A questão principal é "a quem pertence o conhecimento"? Ao pesquisador, à população, ou ao periódico que cobra pelo acesso?
Como funciona hoje? O pesquisador se mata de trabalhar e estudar para produzir sua pesquisa, e trabalho realizado, é preciso publicá-lo. Entram aí os periódicos de grande nome como a Nature e a Science Magazine, que se não cobram diretamente do pesquisador submetem o artigo a critérios de avaliação malucos, que consideram inclusive o valor de buzz que a pesquisa poderá gerar, o que intensifica a procura, gera mais visualizações e consequentemente, mais dinheiro para o periódico.
Caso seja aprovado, o trabalho do cientista é indexado e publicado, só que fica protegido atrás de um paywall que cobra pelo acesso (algo que também não é muito simplificado para leigos em alguns casos). A Elsevier, o maior repositório do mundo, é ainda mais inescrupulosa, pois cobra quantias do pesquisador que podem chegar a até US$ 1.000,00 para este ter seu trabalho indexado. Ou seja, ela lucra duas vezes.
Ah, sim, desnecessário dizer que os periódicos não retornam um tostão ao pesquisador.
Aí você pergunta: por que o pesquisador se sujeita a isso?

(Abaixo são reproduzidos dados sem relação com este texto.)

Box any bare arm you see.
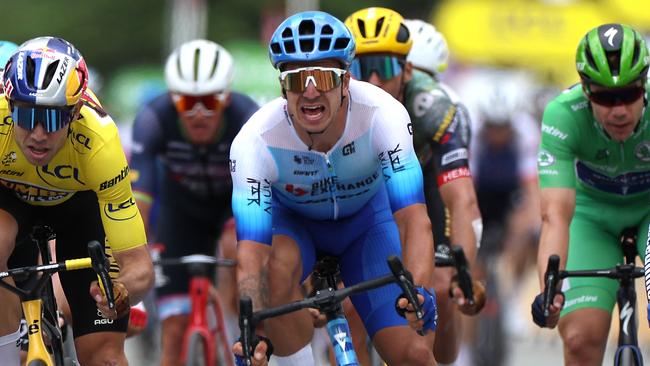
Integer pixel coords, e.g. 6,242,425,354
112,244,154,304
237,240,272,311
394,203,434,288
536,187,575,289
439,176,481,265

Devido ao Fator de Impacto: publicar numa Nature ou numa Science causa muito mais impacto na comunidade científica que na PLOS One, que embora libere o acesso também já publicou muito lixo, já que funciona no esquema “pagou, publicou”.
Assim temos o bizarro cenário em que o conhecimento é eletivo, só ao alcance de quem pode pagar. Alternativas como o Sci-Hub, que tentam democratizar o acesso, são muito bem-vindas, mas este é um território nebuloso, já que estamos falando de uma prática ilegal.

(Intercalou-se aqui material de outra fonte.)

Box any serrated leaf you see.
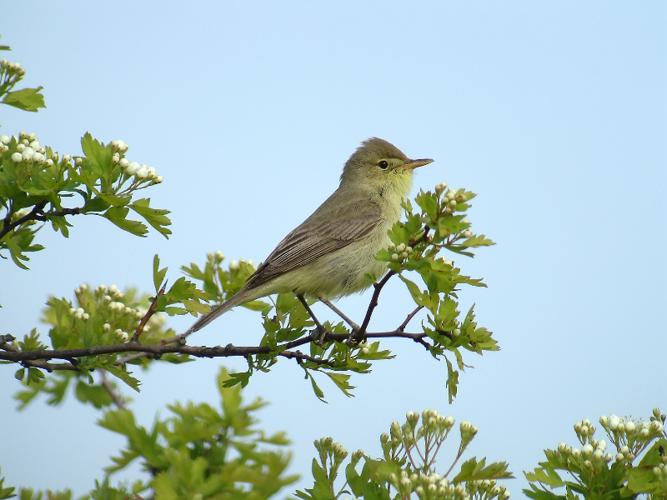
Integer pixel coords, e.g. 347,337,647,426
103,206,148,236
2,87,45,111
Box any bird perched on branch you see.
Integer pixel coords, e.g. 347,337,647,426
188,137,432,334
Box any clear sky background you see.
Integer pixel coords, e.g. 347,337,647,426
2,1,665,496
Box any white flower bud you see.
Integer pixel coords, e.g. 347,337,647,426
396,243,406,252
609,415,620,430
582,444,593,455
16,143,25,152
11,152,22,162
103,323,111,332
0,135,9,144
462,230,472,238
32,152,44,163
45,158,53,166
119,158,129,168
126,161,140,174
230,260,240,270
29,140,40,150
82,312,90,320
21,147,34,160
391,253,399,261
136,165,149,178
63,154,72,162
155,175,163,183
625,421,636,432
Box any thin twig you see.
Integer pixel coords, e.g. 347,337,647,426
132,283,166,342
355,271,396,341
99,369,127,409
398,305,423,332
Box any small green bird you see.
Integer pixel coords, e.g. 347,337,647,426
188,138,432,333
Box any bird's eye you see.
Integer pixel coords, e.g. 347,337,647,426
377,160,389,170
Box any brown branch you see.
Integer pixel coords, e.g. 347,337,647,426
398,305,423,332
99,369,127,409
132,283,166,342
0,203,85,241
0,328,435,369
354,271,396,341
0,201,46,240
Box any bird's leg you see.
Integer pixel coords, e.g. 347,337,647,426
295,294,327,344
317,295,360,331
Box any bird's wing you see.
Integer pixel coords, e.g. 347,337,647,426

E é por causa disso tudo que a União Europeia resolveu por um basta nessa farra. No último dia 27. o Conselho de Competitividade da UE determinou que todos os artigos acadêmicos, produzidos por instituições públicas do bloco econômico, deverão ser disponibilizados em caráter de acesso aberto, até o ano de 2020.
A decisão ainda não tem força de lei, mas isso é questão de tempo, 28 países assinaram a resolução (cuidado, PDF) e não tem volta, é aceitar de cabeça baixa ou sofrer as consequências.

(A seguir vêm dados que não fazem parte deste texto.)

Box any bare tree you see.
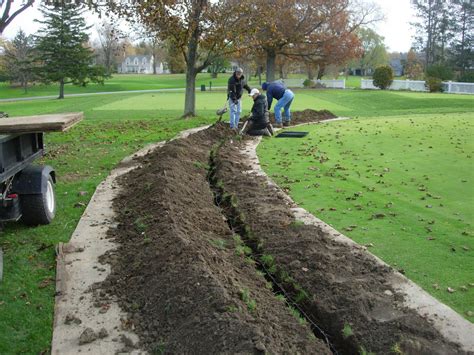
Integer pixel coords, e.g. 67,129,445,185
96,19,125,74
0,0,34,35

Obviamente que os defensores do formato de paywall não estão nada contentes, e para a surpresa de ninguém a Elsevier está liderando o bloco dos reclamões, seguido de perto pelo conglomerado Springer-Nature (responsável pela Nature, obviamente). Ambos defendem o formato de seus negócios, mas sinceramente, terão de aceitar resignados que vão perder rios de dinheiro na Europa.
Claro que é um pequeno passo para vermos o cenário ideal de conhecimento livre em todo o globo, mas é um começo. Eu defendo que o conhecimento científico deve, sim, ser colocado ao alcance de todos e não concordo com a cobrança dos periódicos, que gozam de renome para comercializar bens de coisa pública, que não pertencem a ninguém.
Com informações: Science.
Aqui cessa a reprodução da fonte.